What is intimacy like for older people? There is no end to sex scenes and other exciting content starring young, wrinkle-free people, but after a certain age, popular culture draws a blank or treats sex as a punchline. Last year, artist Marilyn Minter set out to change that, bringing together a group of men and
What is intimacy like for older people? There is no end to sex scenes and other exciting content starring young, wrinkle-free people, but after a certain age, popular culture draws a blank or treats sex as a punchline.
Last year, artist Marilyn Minter set out to change that, bringing together a group of men and women aged 70 and older in her New York studio to show a less-seen side of sex and relationships. In erotic and colorful images, older people are naked and left in lingerie or underpants; They hug, kiss and caress each other in the heat of the moment. The photographs draw our attention to challenge something that is still considered taboo, showing playful and loving moments of pleasure.
“There’s so much disdain for older people’s sex. Even one of the models I worked with said, ‘Who wants to see all this?'” Minter recalled in a video call with CNN.
“My whole thought process was that we are pioneers,” he continued of the blatantly sexualized context. “No one has ever photographed older people lovingly and with any kind of elegance. And that was my goal: to make them look very desirable.”

Some of the images below were originally published in the New York Times Magazine, accompanying a candid editorial about the sex lives of older people. Minter is now publishing the entire series in the upcoming book “Elder Sex” and exhibiting it at the LGDR gallery in New York. The exhibition, which opened in April, is her first solo show in the city since the Brooklyn Museum mounted its “Pretty/Dirty” retrospective in 2016, and features highlights from her five-decade career as well as other new work.
In “Elder Sex,” Minter used one of his signature aesthetics, which he has explored in both hyperrealist paintings and photographs: tightly cropped, jewel-toned compositions of shimmering bodies, seemingly displayed through the glass of a fogged mirror or window. But despite her credentials as one of today’s most important and groundbreaking artists, and despite stars like Lady Gaga and Lizzo posing for her, Minter couldn’t find enough real couples willing to participate.

“We wanted to (include) all races, all types of sex,” Minter explained. “We had a lot of problems getting models. I’m 74 years old. I asked all my friends (in mixed-race relationships, in lesbian relationships) and none of them wanted to do it.”
In the end, Minter cast actors alongside the few people who had accepted. He paired them up in his studio and photographed them behind a frozen pane of glass, a trick to achieve the wet, smoky look without fighting the ephemerality of water vapor. During the photo shoots, Minter said that all of his models, who were up to 89 years old, told him that they still had a regular and pleasurable sex life. Their feelings echoed those of people interviewed for the New York Times Magazine article, who described deeper intimacy with their partners later in life, as well as learning to navigate and appreciate their needs as their bodies aged.

Minter believes there is a sense of freedom in sex later in life that, for many people, can take time to achieve.
“When you’re young and having sex, it’s a little more performative than when you’re 80,” she said. As an older person, “you think, ‘This is me. Take it or leave it. I’m just going to have fun. I’m not going to fake anything here.'”
Minter recognizes that sex and self-image are complicated for women of all ages: older women are rarely seen or taken seriously for having intimate needs, while for younger women, sexual agency is often a tightrope walk; too much and you can be “vilified and shamed,” Minter said.
“When you’re 25, there’s a lot of fear of young women owning sexual capacity; it’s just terrifying to people,” she said.

Marilyn Minter reveals steamy pictures from her ‘shower’

But the artist sees some progress in who comes to be seen as desirable on our television screens, reflecting a widening shift in cultural attitudes around sex.
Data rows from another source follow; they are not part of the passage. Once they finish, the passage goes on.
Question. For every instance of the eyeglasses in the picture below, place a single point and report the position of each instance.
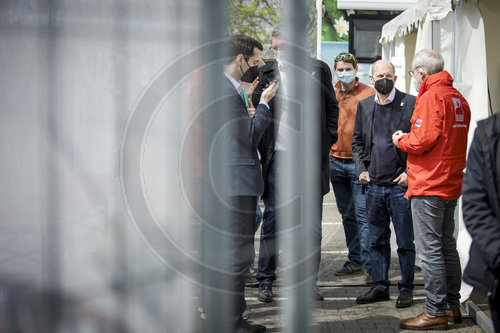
(345, 56)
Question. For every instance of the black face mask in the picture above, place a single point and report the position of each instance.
(251, 74)
(384, 86)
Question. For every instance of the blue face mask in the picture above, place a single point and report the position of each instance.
(346, 77)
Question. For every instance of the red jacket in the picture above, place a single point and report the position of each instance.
(437, 142)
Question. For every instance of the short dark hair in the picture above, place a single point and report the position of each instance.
(352, 60)
(241, 44)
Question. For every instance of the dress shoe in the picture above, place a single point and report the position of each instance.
(265, 293)
(317, 294)
(372, 296)
(405, 298)
(425, 322)
(349, 268)
(251, 281)
(454, 315)
(247, 327)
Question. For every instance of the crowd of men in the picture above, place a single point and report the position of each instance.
(390, 157)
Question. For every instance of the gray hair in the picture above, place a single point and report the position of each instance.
(430, 60)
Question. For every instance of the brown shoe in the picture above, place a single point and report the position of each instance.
(425, 322)
(454, 315)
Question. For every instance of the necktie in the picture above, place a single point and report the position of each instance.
(244, 96)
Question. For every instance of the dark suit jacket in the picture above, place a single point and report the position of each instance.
(233, 159)
(329, 114)
(402, 110)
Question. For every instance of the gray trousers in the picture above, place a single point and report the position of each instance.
(433, 225)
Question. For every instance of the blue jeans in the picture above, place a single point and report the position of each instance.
(268, 250)
(352, 206)
(434, 223)
(384, 203)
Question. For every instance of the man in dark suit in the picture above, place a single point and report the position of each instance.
(235, 181)
(381, 167)
(276, 142)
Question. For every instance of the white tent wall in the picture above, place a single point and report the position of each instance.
(459, 35)
(490, 11)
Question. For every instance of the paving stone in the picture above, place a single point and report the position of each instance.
(339, 312)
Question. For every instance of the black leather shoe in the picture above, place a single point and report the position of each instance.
(265, 293)
(372, 296)
(405, 298)
(246, 327)
(317, 294)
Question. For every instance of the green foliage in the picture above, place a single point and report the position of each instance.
(257, 18)
(254, 18)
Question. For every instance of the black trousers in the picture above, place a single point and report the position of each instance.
(227, 253)
(494, 301)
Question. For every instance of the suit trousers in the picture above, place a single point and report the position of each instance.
(230, 250)
(434, 224)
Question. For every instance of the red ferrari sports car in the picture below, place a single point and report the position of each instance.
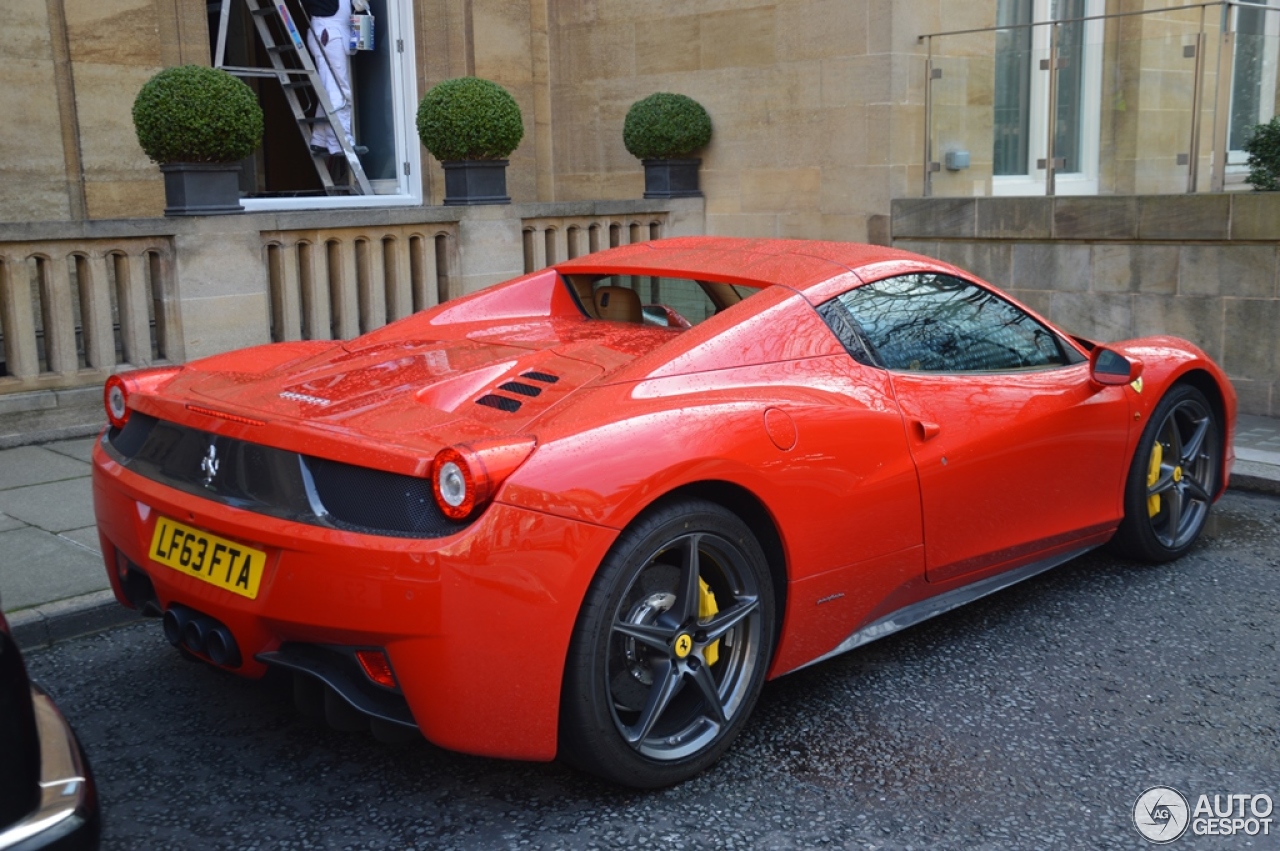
(586, 513)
He pointed to photos in People magazine comparing the characters of “The Golden Girls” and “Sex and the City,” who are the same age at the time of the latter’s reboot on HBO Max (which is owned by CNN parent company Warner Bros. Discovery). “The 50s look very different than 2020!” exclaimed a legend.
Although “The Golden Girls” also delved into romance and intimacy, and was widely seen as remarkably sex-positive for its time, there is a stark contrast in how women in their 50s are presented in the two shows.
“I thought, ‘Okay, here’s why it’s different,'” he said. “Number one: people live much longer and are healthier…Number two: there is something called Viagra.” Minter laughed and added: “But who retired at 54? To a house in Florida with three other women? What?”
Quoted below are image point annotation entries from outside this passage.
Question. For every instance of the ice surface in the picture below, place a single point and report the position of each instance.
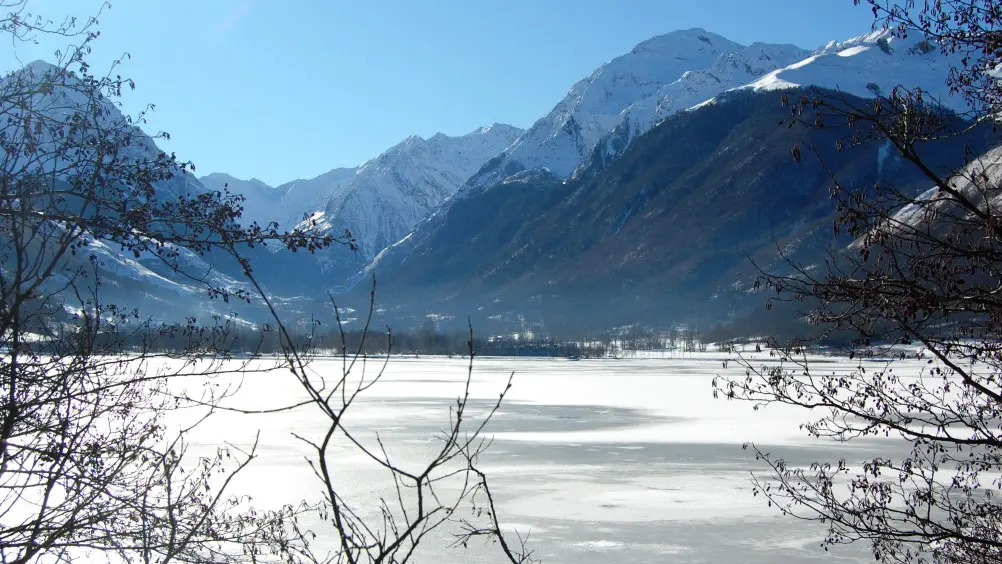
(598, 460)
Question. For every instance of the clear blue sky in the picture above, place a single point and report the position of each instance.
(280, 89)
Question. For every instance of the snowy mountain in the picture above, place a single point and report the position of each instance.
(389, 194)
(729, 70)
(304, 197)
(665, 74)
(871, 65)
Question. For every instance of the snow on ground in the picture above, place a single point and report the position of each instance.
(624, 459)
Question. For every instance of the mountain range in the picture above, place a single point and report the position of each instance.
(650, 192)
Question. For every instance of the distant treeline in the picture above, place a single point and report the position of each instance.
(230, 338)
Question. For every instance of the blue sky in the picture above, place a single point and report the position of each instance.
(280, 89)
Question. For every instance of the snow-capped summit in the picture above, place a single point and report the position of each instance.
(389, 194)
(657, 77)
(729, 70)
(871, 65)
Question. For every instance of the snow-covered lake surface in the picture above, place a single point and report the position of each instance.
(597, 460)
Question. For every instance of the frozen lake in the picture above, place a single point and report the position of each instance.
(598, 460)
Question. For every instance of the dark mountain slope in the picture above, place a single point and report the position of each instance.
(663, 231)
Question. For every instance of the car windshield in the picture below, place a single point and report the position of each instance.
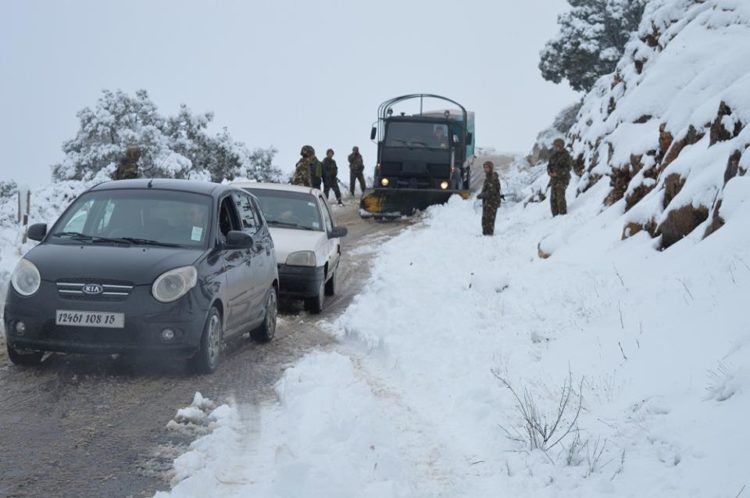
(136, 217)
(417, 134)
(286, 209)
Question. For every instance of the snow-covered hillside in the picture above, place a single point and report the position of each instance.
(463, 351)
(668, 128)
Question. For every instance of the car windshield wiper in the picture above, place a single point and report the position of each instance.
(289, 224)
(82, 237)
(147, 242)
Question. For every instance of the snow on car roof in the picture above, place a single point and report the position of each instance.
(274, 186)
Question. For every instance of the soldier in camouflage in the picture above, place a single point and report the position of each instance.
(128, 166)
(316, 171)
(330, 177)
(302, 169)
(490, 196)
(558, 170)
(356, 170)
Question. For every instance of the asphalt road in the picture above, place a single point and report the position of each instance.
(92, 426)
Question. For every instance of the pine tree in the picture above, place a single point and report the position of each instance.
(590, 42)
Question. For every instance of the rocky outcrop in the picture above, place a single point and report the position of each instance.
(680, 222)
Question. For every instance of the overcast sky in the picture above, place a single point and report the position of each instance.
(282, 73)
She hopes that “Elder Sex” will not only serve as a much-needed visual reference for what intimacy at older ages can be like, but will also resonate for people who feel like their desires (and their lives) are overlooked.
“It gives permission to people who feel ashamed of their sexual urges,” she said. “I want this to give them permission to explore that and erase the shame.”
“older sex”, published by JBE Books, is available now.